A Man in Full
Reviewed by John H. Adams, April 1, 1999
The scene is post-Scarlett O’Hara’s Atlanta, the southern citadel that has recovered fabulously from its late fiery unpleasantness to become the Vatican of the commercial South. It is a city where the deal-makers who plot within towering glass buildings, Old Money and the nouveau riche dwell harmoniously with indigenous Southerners.
Well, then there’s Tom Wolfe’s discovery of Atlanta’s underbelly of inequitable materialism, which he describes in a rambling essay that lumbers for 742 pages, and then tumbles to incredulity, a literal Zeus ex machina.
With hubris in title (A Man in Full) and condescension in style (until the very end the author translates every southernism into fifth-grade English), Wolfe has produced a fat work that is lean in thought. But, it’s still fun to listen to the echoes of a region and to tune into a writer who is doing his best to avoid political correctness.
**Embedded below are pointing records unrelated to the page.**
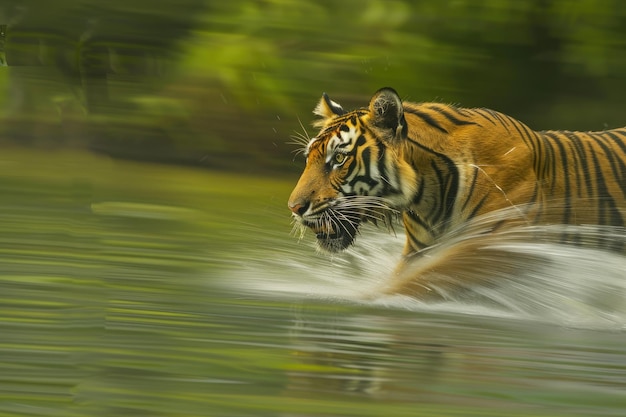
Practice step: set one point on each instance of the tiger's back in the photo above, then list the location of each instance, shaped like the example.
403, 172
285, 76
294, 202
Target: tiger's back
496, 162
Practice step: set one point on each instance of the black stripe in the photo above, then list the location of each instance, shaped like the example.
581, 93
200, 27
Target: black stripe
481, 112
498, 117
582, 156
425, 117
416, 219
614, 161
448, 184
417, 198
471, 189
477, 207
550, 162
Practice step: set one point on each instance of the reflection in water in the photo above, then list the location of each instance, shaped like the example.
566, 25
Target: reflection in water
110, 305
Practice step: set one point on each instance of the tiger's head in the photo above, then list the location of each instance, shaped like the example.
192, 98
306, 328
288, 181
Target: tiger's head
354, 170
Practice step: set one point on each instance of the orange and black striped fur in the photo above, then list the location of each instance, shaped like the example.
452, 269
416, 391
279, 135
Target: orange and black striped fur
442, 166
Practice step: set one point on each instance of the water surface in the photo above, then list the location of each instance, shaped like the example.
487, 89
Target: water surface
147, 290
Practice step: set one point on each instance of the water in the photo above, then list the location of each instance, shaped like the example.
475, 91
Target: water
147, 290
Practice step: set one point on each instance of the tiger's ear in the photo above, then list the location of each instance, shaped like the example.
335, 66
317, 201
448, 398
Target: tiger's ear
326, 109
387, 115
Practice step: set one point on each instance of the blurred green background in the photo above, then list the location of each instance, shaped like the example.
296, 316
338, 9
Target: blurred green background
224, 84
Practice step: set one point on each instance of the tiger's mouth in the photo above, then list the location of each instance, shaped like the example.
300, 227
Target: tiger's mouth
335, 234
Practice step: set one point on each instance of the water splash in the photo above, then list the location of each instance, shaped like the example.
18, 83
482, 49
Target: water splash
527, 272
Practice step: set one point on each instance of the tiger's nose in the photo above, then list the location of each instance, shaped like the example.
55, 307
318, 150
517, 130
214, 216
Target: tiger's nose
298, 207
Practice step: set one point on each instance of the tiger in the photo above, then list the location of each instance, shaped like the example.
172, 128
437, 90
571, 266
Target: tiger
439, 167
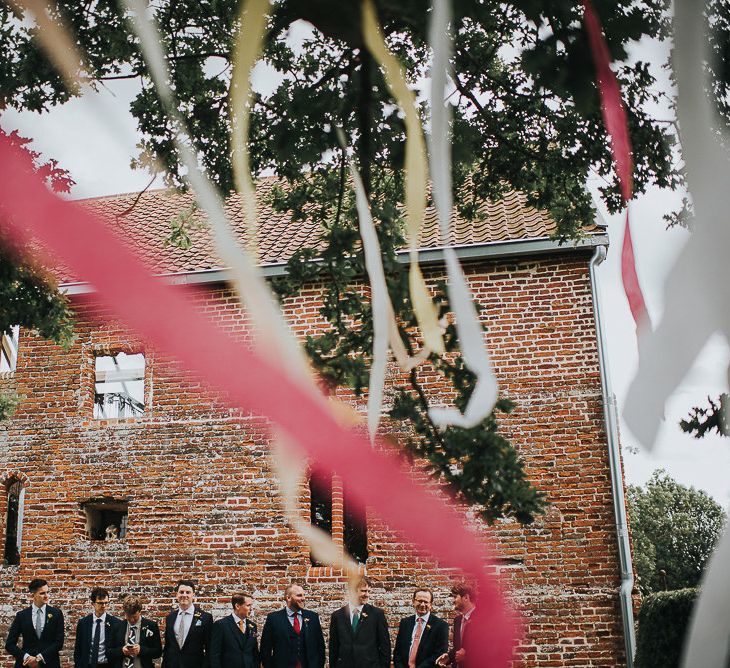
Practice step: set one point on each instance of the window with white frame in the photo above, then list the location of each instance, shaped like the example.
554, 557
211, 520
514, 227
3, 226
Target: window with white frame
15, 498
119, 386
9, 349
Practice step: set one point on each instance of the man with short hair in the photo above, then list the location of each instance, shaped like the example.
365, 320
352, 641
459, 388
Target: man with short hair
234, 643
41, 628
292, 637
137, 641
422, 638
359, 635
465, 605
187, 631
94, 633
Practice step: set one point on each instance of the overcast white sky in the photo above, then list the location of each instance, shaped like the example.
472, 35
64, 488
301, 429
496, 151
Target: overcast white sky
98, 155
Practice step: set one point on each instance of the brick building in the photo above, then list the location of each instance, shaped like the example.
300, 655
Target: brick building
111, 434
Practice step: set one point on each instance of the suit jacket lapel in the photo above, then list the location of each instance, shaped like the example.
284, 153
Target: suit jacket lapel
364, 614
173, 619
233, 627
47, 621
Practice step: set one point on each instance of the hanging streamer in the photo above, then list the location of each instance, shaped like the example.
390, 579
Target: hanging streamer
272, 336
415, 176
696, 281
380, 301
249, 43
468, 327
614, 118
385, 325
163, 316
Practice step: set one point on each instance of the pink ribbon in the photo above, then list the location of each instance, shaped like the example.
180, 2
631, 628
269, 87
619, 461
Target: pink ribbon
167, 318
614, 118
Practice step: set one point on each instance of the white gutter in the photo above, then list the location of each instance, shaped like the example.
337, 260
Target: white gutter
610, 416
495, 250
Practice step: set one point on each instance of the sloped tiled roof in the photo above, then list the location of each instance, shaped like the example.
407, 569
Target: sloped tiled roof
147, 227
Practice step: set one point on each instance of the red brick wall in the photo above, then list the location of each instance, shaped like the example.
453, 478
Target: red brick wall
202, 502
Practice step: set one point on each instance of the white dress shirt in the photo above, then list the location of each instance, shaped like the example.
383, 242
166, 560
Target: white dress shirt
353, 609
415, 627
102, 636
187, 615
34, 611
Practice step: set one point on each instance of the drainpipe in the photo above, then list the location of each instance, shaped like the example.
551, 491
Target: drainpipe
617, 487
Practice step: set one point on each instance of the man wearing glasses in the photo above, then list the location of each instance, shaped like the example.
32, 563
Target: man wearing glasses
94, 633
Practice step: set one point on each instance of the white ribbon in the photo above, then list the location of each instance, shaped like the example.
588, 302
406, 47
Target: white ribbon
469, 330
695, 307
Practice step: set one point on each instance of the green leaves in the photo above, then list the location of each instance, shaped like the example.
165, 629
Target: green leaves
675, 529
526, 118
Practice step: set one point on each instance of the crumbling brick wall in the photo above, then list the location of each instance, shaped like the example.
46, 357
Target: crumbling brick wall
203, 503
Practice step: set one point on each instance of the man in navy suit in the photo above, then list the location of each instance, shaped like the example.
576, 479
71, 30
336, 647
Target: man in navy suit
292, 637
187, 631
234, 643
94, 633
465, 604
137, 642
41, 628
359, 635
422, 638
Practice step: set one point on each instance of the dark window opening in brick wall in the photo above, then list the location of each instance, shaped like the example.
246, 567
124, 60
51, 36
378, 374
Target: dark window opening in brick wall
320, 504
9, 349
119, 386
335, 512
355, 529
13, 523
106, 519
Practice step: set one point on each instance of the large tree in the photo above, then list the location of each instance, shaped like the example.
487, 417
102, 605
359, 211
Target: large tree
674, 530
28, 294
526, 118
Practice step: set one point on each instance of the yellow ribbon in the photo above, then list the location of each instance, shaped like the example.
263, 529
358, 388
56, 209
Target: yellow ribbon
415, 176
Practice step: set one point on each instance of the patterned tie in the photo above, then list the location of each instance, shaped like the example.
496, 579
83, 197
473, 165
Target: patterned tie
181, 633
414, 646
131, 640
297, 630
94, 659
38, 622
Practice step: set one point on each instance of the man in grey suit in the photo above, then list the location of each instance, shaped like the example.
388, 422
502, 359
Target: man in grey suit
234, 643
359, 635
41, 629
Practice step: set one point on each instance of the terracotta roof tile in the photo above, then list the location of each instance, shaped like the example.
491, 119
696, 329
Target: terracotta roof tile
147, 227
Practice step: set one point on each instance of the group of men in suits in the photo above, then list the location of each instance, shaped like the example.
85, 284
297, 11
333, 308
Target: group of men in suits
292, 637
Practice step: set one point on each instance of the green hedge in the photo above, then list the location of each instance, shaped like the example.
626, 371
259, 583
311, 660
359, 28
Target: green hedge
663, 622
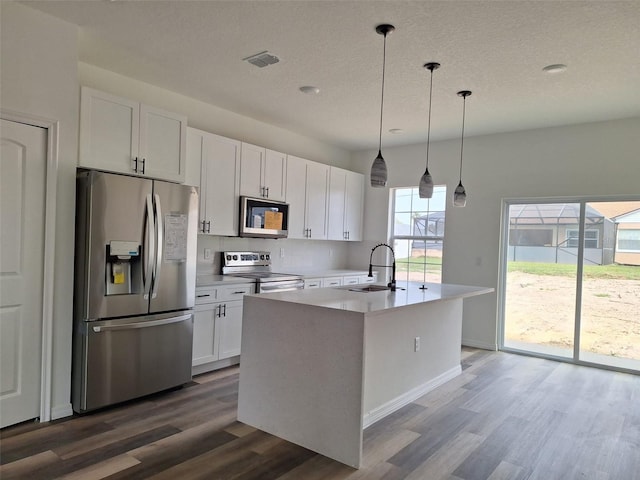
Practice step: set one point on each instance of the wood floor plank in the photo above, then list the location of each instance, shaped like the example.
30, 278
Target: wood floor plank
505, 417
446, 459
103, 469
22, 468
Being politically correct, in public affairs, is the centerpiece of today’s Atlanta. It is a city in which white corporations and profiteers make huge deals, for land, highways, infrastructure, with a government that is elected by the overwhelming black majority. Wolfe sneaks behind the scenes to discover that the moments of progress require some political and racial extortions.
Wolfe’s principal victim is Charlie Croker, a developer with a high-rise ego, a loud mouth, a power (second) wife, a 29,000-acre quail plantation, a gimpy leg from his Georgia Tech football games, jet planes and more debts than assets. Croker is coming down, down, down, down, like Jonah, and he would have drowned without the divine intervention of Zeus.
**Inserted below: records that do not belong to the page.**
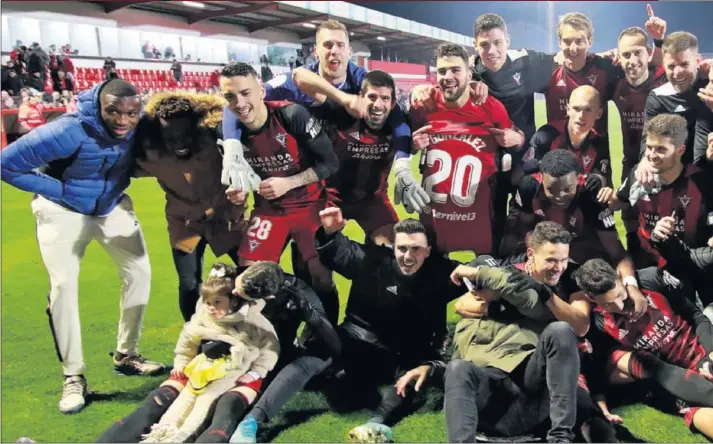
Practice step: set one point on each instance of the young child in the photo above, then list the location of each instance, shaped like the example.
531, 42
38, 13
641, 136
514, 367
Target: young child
220, 316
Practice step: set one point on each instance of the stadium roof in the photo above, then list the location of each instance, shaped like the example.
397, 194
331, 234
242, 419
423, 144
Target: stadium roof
374, 29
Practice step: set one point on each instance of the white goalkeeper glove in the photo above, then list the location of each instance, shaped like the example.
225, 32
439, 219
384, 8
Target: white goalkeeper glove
237, 172
408, 191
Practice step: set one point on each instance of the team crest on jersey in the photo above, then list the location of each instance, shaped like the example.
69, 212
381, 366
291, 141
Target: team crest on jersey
281, 139
314, 126
670, 280
476, 142
529, 154
607, 218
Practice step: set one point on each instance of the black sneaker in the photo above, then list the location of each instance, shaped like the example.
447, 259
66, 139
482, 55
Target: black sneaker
136, 365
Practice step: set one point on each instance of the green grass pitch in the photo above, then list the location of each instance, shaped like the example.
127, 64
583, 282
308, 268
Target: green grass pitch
31, 375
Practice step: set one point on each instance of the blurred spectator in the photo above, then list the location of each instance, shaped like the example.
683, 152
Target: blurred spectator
7, 101
215, 79
34, 80
55, 64
24, 95
146, 50
64, 81
21, 64
30, 114
47, 99
67, 49
11, 81
56, 98
109, 63
69, 101
37, 49
67, 65
177, 69
265, 71
35, 64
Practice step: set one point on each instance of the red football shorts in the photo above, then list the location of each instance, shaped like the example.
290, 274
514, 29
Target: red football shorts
268, 233
371, 213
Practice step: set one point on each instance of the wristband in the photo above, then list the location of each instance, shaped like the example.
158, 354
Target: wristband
630, 280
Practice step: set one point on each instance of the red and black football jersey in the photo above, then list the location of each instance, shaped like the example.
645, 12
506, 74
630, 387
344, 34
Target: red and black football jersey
365, 155
284, 147
660, 331
582, 218
689, 199
598, 72
460, 173
593, 154
631, 102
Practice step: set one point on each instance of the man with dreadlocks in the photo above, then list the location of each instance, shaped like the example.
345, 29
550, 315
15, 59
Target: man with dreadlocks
177, 144
85, 160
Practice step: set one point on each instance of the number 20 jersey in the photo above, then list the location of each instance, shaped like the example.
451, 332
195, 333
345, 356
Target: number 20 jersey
459, 173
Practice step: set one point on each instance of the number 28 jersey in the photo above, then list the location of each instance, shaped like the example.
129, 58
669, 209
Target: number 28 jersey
459, 173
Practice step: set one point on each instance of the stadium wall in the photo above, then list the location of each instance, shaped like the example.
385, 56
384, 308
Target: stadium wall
81, 13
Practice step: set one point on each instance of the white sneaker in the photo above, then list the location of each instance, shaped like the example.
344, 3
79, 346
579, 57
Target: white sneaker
74, 390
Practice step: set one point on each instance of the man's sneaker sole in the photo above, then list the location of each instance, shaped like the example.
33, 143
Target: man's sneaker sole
74, 410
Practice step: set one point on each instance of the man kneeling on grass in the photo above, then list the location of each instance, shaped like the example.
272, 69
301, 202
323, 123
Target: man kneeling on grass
671, 344
512, 367
288, 303
395, 317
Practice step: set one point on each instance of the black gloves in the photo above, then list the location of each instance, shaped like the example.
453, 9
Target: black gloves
215, 349
593, 183
522, 282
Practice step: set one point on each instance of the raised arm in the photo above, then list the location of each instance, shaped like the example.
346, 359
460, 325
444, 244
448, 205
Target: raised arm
54, 141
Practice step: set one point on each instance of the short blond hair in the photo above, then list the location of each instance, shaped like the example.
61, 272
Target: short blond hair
678, 42
333, 25
635, 31
668, 125
578, 21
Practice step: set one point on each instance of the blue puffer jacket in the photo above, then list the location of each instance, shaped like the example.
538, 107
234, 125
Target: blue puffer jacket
88, 168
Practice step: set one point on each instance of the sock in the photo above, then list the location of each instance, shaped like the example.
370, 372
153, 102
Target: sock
228, 411
138, 422
633, 246
258, 414
330, 302
299, 266
389, 406
682, 383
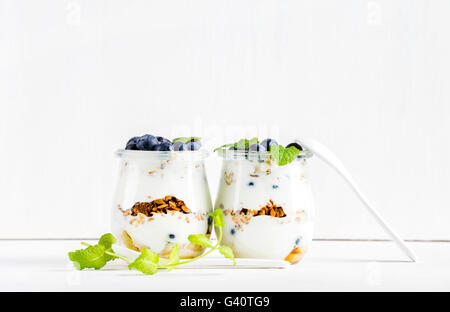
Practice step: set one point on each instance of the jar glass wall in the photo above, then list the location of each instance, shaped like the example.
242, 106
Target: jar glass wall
268, 209
161, 198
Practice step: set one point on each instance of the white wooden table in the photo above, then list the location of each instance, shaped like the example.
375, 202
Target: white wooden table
42, 265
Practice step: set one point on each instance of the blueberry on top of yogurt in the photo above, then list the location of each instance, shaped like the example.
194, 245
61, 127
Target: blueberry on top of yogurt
148, 142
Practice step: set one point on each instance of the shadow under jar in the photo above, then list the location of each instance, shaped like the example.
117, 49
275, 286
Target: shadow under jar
161, 198
268, 209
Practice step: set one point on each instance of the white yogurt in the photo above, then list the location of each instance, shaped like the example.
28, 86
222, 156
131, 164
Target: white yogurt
147, 176
251, 185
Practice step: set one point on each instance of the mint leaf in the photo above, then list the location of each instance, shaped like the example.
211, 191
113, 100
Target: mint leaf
283, 156
217, 217
174, 257
200, 239
227, 252
244, 143
91, 257
186, 139
147, 262
107, 240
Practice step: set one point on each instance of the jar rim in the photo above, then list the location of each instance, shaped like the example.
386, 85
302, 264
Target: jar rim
256, 155
163, 155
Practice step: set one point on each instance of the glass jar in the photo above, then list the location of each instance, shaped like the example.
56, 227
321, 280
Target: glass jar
268, 209
161, 198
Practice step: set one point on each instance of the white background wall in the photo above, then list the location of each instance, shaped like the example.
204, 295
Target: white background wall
368, 78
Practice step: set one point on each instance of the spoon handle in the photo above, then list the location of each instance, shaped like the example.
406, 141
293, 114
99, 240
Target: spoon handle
333, 161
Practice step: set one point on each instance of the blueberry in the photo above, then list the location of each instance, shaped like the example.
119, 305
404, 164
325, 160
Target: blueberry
165, 146
179, 146
267, 143
146, 142
131, 144
193, 146
133, 140
295, 145
256, 148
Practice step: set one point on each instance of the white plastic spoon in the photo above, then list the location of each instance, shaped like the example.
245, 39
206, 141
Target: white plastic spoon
333, 161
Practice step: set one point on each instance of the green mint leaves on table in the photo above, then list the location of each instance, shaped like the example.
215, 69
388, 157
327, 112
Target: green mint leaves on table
94, 256
148, 262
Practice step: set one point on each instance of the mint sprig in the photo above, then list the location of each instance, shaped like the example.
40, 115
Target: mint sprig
148, 262
94, 256
283, 156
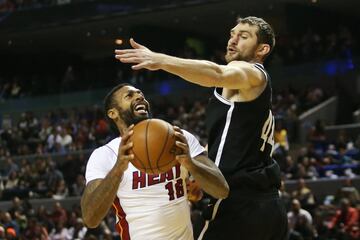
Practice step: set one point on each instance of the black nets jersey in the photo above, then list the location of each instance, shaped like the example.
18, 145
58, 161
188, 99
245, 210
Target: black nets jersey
241, 134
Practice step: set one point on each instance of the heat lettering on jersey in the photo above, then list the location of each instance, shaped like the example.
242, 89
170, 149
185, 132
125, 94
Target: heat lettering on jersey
141, 179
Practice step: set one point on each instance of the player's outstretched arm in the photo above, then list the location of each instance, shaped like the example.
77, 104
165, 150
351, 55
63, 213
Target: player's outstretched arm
204, 171
235, 75
99, 194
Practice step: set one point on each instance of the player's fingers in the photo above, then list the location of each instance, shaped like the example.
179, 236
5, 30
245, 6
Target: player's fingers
130, 60
135, 44
184, 147
126, 147
140, 66
177, 129
127, 157
124, 51
127, 55
180, 137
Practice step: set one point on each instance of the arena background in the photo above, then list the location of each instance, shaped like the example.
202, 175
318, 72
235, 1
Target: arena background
57, 62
Thus, the hero gains a quirky redemption. It is less than one might expect from the title. A Man in Full begs a Chalcedonian resolution, even an allegorical messiah, a modern Billy Budd. But Wolfe permits nary a snippet of Christian thought to elide into A Man in Full. He settles for unconvincing secular redemtpion of a self-righteous, rubish Georgia cracker whose one brief moment of truth brought down his empire.
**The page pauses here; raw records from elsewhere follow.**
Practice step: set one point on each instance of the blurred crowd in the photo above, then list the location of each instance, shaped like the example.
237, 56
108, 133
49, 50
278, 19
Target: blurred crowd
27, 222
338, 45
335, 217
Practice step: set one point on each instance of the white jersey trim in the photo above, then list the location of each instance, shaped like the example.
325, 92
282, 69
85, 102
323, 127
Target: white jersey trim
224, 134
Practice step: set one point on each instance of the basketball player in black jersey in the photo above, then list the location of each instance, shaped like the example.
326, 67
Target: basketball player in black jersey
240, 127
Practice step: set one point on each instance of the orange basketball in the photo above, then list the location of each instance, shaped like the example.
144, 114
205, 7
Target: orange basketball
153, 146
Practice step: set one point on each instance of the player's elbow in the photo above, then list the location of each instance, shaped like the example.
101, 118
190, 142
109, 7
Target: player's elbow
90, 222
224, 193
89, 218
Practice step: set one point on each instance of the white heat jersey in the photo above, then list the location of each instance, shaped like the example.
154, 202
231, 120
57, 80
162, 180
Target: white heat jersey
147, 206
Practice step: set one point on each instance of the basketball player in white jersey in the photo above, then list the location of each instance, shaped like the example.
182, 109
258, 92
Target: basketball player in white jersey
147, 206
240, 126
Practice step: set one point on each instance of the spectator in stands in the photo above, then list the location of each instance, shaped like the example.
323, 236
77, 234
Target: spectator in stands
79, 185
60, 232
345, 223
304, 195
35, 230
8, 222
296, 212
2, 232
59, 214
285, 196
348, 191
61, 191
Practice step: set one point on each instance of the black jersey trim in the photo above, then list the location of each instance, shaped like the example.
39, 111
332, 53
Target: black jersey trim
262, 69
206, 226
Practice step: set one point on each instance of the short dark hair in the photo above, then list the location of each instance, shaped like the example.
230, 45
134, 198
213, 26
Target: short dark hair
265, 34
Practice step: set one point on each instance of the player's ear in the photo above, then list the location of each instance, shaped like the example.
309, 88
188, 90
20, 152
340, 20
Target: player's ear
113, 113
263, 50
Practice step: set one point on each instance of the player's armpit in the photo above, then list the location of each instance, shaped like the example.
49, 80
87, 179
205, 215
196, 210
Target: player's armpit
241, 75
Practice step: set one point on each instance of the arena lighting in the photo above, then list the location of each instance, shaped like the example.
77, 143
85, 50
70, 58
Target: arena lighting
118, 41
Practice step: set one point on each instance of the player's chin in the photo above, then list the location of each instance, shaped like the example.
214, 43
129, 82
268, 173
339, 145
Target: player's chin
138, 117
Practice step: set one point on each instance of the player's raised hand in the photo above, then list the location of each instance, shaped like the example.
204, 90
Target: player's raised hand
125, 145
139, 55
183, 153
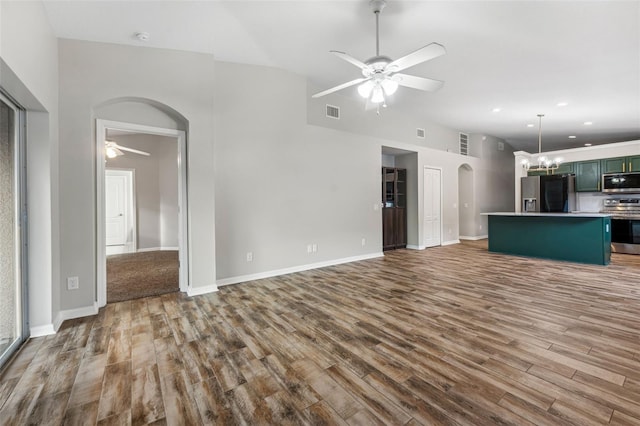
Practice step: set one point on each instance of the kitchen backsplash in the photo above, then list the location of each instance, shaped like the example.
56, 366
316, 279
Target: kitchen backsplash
593, 201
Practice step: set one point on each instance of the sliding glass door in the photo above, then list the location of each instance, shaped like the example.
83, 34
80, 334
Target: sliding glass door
13, 329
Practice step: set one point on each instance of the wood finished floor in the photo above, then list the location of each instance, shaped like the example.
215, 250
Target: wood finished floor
450, 335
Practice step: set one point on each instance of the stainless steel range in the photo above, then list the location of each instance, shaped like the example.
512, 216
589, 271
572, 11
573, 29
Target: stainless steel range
625, 224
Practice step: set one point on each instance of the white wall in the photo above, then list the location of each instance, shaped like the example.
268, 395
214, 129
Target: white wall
282, 184
156, 186
91, 77
390, 124
29, 73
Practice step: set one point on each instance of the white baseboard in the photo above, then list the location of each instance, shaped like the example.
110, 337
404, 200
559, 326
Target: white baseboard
202, 290
42, 330
85, 311
412, 247
158, 249
275, 273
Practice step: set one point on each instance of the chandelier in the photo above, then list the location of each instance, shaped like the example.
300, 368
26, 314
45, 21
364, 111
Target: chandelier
544, 164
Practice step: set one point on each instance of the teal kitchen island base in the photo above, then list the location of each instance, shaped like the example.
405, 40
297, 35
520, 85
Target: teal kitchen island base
573, 237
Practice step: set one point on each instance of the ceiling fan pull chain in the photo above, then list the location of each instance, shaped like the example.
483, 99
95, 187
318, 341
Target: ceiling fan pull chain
377, 33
But we should not have expected Wolfe, a fine writer with a minimalist’s world view, to educe a better person from A Man in Full. Since The Right Stuff, and its appealing heroes, Wolfe has produced two cult novels: the cults of Wall Street (Bonfire of the Vanities) and now Atlanta.
Wolfe writes to entertain, and that he does remarkably better than most American novelists. He has a laser eye and a sonar ear for details. Some scenes (Croker being sandbagged by bankers and hosting a quail hunt and dinner) are roaring testimony to the power of the written word, which when rightly crafted, can still produce sweat, racing heartbeats, anger and guffaws.
But those vignettes are fleeting, and so, we suspect, will be the Charlie Crokers whose emerging human fullness means no more than sillyputty. It is a sad truth that such a fine craftsman as Tom Wolfe imparts the sort of amusement that makes you regret the price you paid to escape boredom.